Para o responsável pelo programa antidoping do Comitê Olímpico Brasileiro, o médico Eduardo De Rose, o Ladetec tem todas as condições de chegar ao nível exigido para os Jogos, "desde que o governo federal implemente um novo laboratório". Atualmente, os exames são distribuídos por sete salas diferentes, em três andares, no Centro de Tecnologia da UFRJ, na Ilha do Fundão.

O Estado de S.Paulo

12 de fevereiro de 2012 | 03h05

O próprio coordenador do Ladetec admite: "Mesmo que quiséssemos aumentar exponencialmente as instalações que temos hoje, não seria possível atender à demanda dos Jogos", disse Francisco Radler Neto.

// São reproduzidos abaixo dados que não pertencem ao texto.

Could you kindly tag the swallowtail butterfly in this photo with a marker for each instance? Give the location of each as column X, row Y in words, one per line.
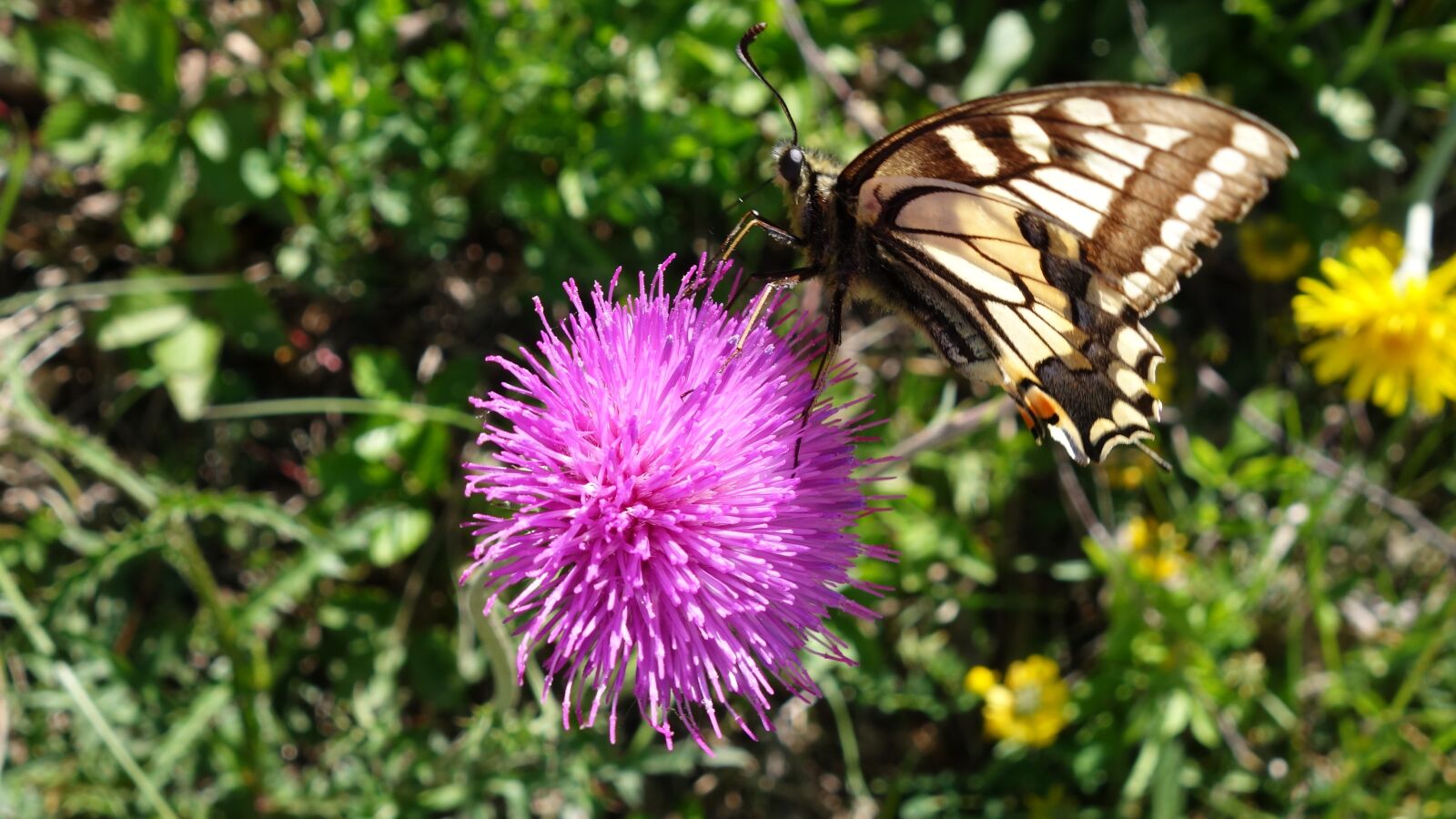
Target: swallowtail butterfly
column 1028, row 234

O terreno onde vai ser construído o novo laboratório fica logo em frente. O projeto básico já está pronto, mas faltam projeto executivo, licitação e início da obra. Ainda assim, Radler acredita que tudo vai ficar pronto até o fim de 2013. A obra está orçada entre R$ 35 milhões e 40 milhões.

O Ministério do Esporte garantiu que vai financiar pelo menos R$ 20 milhões. "Já temos o dinheiro para o projeto básico e, no orçamento, os recursos necessários para a construção do novo laboratório", disse o diretor de Alto Rendimento da pasta, Marco Aurélio Klein. "Temos um desafio muito grande pela frente, e o importante é já termos a decisão política de fazer e dar foco ao laboratório."

Na semana passada, o projeto foi apresentado ao COI e à Wada, que visitaram o Ladetec. / T.R.